Between September 2016 and September 2017, Wiltshire Police recorded 40,273 crimes –  an increase of 1% compared to a national increase of 15%.

Wiltshire and North Yorkshire were the only forces in England and Wales to record such a small increase (1%) – all other forces saw a larger percentage increase in recorded crime.

“Nationally, we recorded the largest decrease in the number of public order (down 14%), criminal damage (down 46%) and robbery offences (down 40%) compared to the same period last year,” said a force spokesman.

“Although the dramatic improvement in the quality of crime recording has impacted on the results, there are still increases in burglary and vehicle crime.
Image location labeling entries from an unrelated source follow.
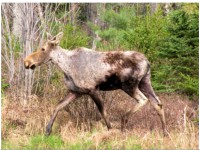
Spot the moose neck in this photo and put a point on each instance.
(61, 58)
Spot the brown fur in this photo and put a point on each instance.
(87, 72)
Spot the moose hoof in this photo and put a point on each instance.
(165, 133)
(48, 130)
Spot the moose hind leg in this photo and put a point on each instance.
(99, 103)
(146, 88)
(141, 101)
(69, 98)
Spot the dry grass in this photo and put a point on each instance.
(23, 126)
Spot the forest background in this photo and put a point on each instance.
(167, 33)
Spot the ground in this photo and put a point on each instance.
(80, 126)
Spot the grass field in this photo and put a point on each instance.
(23, 127)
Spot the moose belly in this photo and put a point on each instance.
(111, 83)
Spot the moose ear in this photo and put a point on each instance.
(56, 39)
(49, 36)
(59, 36)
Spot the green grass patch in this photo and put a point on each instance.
(43, 142)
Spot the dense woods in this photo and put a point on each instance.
(167, 33)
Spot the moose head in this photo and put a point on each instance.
(42, 55)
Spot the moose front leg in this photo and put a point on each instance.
(69, 98)
(99, 102)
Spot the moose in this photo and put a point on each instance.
(88, 72)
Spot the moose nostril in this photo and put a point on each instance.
(33, 66)
(26, 64)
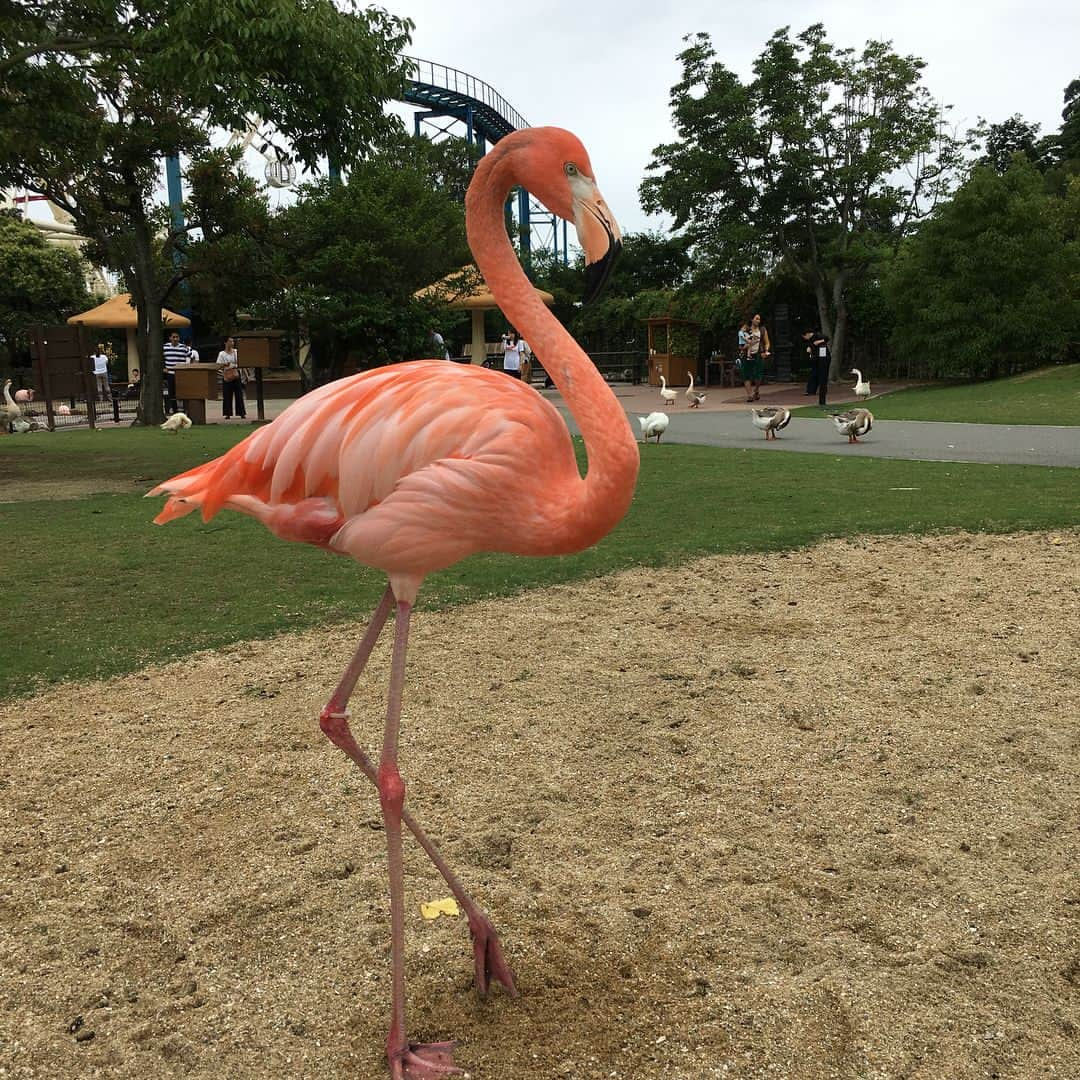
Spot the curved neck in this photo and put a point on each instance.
(612, 453)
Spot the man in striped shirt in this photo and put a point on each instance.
(176, 353)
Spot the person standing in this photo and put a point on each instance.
(100, 361)
(512, 347)
(439, 345)
(232, 382)
(176, 353)
(821, 358)
(757, 351)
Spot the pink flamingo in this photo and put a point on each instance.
(412, 468)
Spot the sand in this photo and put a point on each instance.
(809, 814)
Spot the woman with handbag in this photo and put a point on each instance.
(232, 386)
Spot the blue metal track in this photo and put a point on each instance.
(445, 92)
(448, 92)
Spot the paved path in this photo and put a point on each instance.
(728, 424)
(725, 421)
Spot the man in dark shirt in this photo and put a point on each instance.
(821, 359)
(176, 353)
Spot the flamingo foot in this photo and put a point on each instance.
(487, 954)
(422, 1061)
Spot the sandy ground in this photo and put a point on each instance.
(809, 815)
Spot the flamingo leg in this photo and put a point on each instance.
(407, 1061)
(334, 720)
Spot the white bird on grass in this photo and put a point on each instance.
(854, 423)
(770, 420)
(9, 412)
(655, 423)
(694, 397)
(665, 393)
(177, 422)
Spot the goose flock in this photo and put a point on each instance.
(852, 424)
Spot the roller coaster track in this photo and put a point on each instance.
(448, 92)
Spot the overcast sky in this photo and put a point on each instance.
(604, 68)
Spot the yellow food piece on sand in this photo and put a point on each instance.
(436, 907)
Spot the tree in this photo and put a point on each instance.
(802, 163)
(90, 110)
(39, 283)
(988, 284)
(350, 256)
(1014, 135)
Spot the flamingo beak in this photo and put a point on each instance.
(598, 235)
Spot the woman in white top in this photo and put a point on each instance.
(102, 373)
(232, 385)
(512, 348)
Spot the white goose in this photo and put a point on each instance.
(694, 397)
(9, 412)
(655, 423)
(770, 420)
(177, 422)
(667, 395)
(853, 423)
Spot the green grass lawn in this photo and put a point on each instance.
(1048, 395)
(95, 589)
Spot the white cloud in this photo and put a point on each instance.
(604, 69)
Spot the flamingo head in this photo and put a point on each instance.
(554, 165)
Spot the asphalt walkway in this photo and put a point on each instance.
(725, 421)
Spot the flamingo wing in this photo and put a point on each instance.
(414, 464)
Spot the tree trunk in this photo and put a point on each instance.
(840, 327)
(151, 407)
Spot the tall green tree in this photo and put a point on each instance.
(39, 283)
(989, 283)
(823, 159)
(1014, 135)
(350, 256)
(94, 94)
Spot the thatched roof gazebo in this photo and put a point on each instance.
(119, 314)
(464, 289)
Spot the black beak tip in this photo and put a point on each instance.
(597, 273)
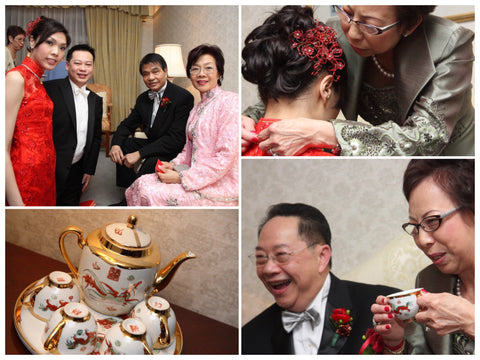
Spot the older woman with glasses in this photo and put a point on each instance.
(409, 77)
(205, 173)
(442, 223)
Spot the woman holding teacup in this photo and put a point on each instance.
(441, 201)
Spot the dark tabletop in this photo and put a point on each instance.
(22, 268)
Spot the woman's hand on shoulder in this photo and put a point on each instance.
(248, 133)
(387, 325)
(290, 137)
(446, 313)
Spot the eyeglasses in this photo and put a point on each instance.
(281, 258)
(365, 28)
(195, 70)
(428, 224)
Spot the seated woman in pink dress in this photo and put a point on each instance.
(299, 68)
(205, 173)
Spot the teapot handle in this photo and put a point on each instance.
(80, 241)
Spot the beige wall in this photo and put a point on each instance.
(363, 203)
(207, 285)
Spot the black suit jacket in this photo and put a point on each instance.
(65, 129)
(167, 136)
(265, 333)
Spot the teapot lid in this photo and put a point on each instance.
(127, 235)
(125, 245)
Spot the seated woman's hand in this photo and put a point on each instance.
(446, 313)
(169, 176)
(388, 326)
(290, 137)
(248, 133)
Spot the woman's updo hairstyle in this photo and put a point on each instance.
(409, 14)
(42, 27)
(273, 64)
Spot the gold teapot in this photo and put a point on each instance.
(119, 266)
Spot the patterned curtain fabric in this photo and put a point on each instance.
(116, 33)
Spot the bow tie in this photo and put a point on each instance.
(291, 320)
(82, 91)
(153, 94)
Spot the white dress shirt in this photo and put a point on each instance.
(81, 111)
(156, 103)
(306, 340)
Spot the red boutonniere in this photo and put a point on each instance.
(373, 343)
(164, 103)
(342, 320)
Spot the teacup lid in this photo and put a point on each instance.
(134, 327)
(157, 304)
(60, 279)
(76, 310)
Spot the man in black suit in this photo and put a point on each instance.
(293, 260)
(77, 125)
(162, 111)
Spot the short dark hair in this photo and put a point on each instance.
(312, 226)
(80, 47)
(455, 177)
(408, 14)
(46, 27)
(275, 66)
(153, 58)
(14, 30)
(212, 50)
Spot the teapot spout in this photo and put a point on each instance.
(165, 275)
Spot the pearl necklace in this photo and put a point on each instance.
(381, 69)
(459, 283)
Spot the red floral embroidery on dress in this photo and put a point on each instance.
(32, 151)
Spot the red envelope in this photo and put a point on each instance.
(157, 167)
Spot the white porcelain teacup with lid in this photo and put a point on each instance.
(71, 329)
(55, 291)
(157, 315)
(126, 338)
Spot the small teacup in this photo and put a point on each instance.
(57, 290)
(159, 318)
(71, 330)
(126, 338)
(404, 304)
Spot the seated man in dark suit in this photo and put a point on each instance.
(293, 260)
(162, 111)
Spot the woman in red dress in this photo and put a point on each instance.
(299, 67)
(29, 150)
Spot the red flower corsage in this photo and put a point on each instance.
(342, 320)
(164, 103)
(373, 343)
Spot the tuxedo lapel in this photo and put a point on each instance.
(69, 101)
(338, 297)
(91, 118)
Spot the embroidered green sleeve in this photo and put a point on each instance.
(420, 135)
(255, 112)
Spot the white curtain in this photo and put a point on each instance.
(72, 17)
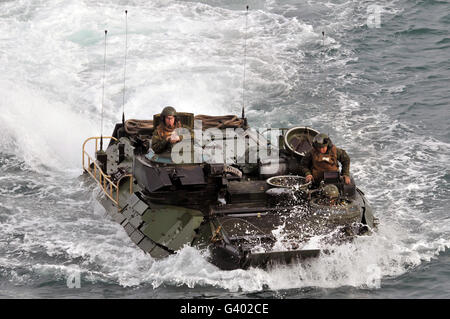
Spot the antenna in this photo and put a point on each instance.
(125, 67)
(245, 62)
(103, 93)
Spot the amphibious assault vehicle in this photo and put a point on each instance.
(222, 192)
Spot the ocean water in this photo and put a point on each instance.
(376, 81)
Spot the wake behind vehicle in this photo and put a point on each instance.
(226, 188)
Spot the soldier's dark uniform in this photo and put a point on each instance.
(160, 142)
(159, 139)
(315, 163)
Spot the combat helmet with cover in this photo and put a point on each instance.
(321, 140)
(330, 191)
(168, 111)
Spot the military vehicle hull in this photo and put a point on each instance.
(231, 210)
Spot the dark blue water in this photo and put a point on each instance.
(377, 83)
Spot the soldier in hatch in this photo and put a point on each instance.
(165, 134)
(323, 157)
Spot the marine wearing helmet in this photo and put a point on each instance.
(323, 157)
(165, 134)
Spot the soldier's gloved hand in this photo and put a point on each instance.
(346, 179)
(174, 138)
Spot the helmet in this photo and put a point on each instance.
(168, 111)
(321, 140)
(331, 191)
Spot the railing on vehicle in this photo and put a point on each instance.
(109, 188)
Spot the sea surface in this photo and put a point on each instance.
(374, 75)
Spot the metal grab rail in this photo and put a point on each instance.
(106, 184)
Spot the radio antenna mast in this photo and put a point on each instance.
(103, 93)
(245, 62)
(125, 67)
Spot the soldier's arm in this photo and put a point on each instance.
(345, 161)
(305, 164)
(158, 144)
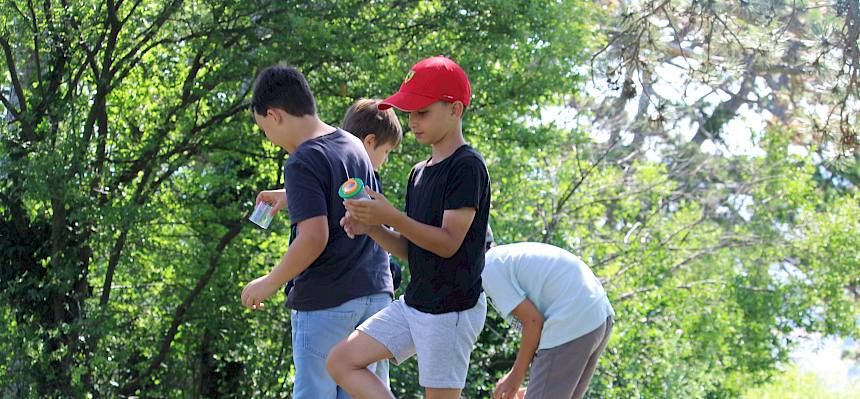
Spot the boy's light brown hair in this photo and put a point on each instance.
(364, 117)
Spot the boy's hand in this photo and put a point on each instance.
(377, 211)
(258, 291)
(276, 198)
(508, 386)
(353, 227)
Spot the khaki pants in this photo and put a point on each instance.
(565, 371)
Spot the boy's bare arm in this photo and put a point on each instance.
(532, 321)
(390, 241)
(310, 242)
(443, 241)
(311, 239)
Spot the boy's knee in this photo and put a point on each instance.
(336, 362)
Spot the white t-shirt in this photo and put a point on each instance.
(560, 285)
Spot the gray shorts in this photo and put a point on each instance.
(443, 342)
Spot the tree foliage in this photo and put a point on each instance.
(129, 162)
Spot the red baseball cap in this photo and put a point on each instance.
(430, 80)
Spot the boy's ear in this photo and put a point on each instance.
(457, 109)
(370, 140)
(275, 115)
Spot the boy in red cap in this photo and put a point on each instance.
(441, 235)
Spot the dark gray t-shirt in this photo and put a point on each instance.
(441, 285)
(347, 268)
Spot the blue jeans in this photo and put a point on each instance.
(316, 332)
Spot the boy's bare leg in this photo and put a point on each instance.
(347, 363)
(442, 393)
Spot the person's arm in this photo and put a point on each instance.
(276, 198)
(391, 241)
(532, 321)
(311, 239)
(443, 241)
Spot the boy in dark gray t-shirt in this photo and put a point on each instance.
(339, 281)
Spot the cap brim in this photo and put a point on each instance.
(406, 102)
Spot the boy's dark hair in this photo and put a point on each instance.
(282, 87)
(364, 117)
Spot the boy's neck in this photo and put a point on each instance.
(448, 145)
(307, 128)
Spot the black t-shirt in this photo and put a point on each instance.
(347, 268)
(437, 284)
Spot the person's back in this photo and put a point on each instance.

Tackling burglary is now a force priority and we’ve also invested in crime prevention awareness concerning vehicle crime.”

Police and Crime Commissioner Angus Macpherson said: “I am reassured to see this small percentage increase in recorded crime in Wiltshire is well below the national trend of 15%.

“Wiltshire Police is consistently working to improve recording practices, and this has been reflected in today’s figures with the increase in recorded crime greatly slowing and the data stabilising.

“Although I continue to highlight the increases in crime as being reflective of recording practices, at no point am I, or the Chief Constable becoming complacent.

“The force has recognised the increase in domestic burglary and vehicle crime, and I am pleased to see the force is robustly responding to the concerns that I and the wider community have about these crimes.

“I have challenged the Chief Constable and his team frequently on burglary as this increase is not acceptable, and while detection rates are increasing more improvements need to be made.

“The force has responded well and since these statistics were collected in September there has been a substantial number of arrests made and this appears to have reduced current burglary numbers.”

The figures for domestic burglary rose by 69% compared to the same period last year (1,353 actual incidents in 2016 compared to 2,314 in 2017 – this means about three people in every 1,000 in Wiltshire were burgled which is lower than the national average of about four in every 1,000).

“The rise is primarily down to how we record break-ins; since April 2017 the way burglary is recorded has changed nationally and new categories are not directly comparable to the previous ones i.e. shed break-ins are now classed as residential burglaries (home/property break-ins), whereas before they were categorised as non-dwelling (non-home/property break-ins),” said the Wiltshire Police spokesman.

“However, we are being pro-active when it comes to dealing with these crimes. Over the past 12 months we’ve been developing a burglary improvement plan which now forms the basis for all burglary investigations.

“Part of this has involved holding a series of public drop-in sessions across the county to take on board the concerns of people – our communities who are a vital resource in shaping our response to this type of crime.

“The ONS figures also show an increase of 33% in theft from vehicles (2,847 in 2016 compared to 3,801 in 2017) – our analysis suggests that the majority of these incidents are from vehicles which are insecure or have valuables on display.

“Officers continue to run a number of crime prevention campaigns urging motorists to lock their vehicles and keep belongings out of sight.”

Detective Superintendent Craig Holden said: “Although our rate of crime has drastically slowed we as a force are not complacent and remain focused when it comes to tackling all crime.

“As a force we are constantly changing our processes and are pro-actively putting into practice the recommendations made. A good example of this is the introduction of the Community Tasking Team (CTT) last year; one of their main priorities is to improve outcomes for dwelling burglary, including the robust targeting of repeat offenders. This response has demonstrated a significant improvement in outcomes in the last few months.

“The local community remain a vital resource for us in tackling burglary. We have been and will continue to attend community consultations, as these give us better engagement with the public and a better chance of catching the offenders.”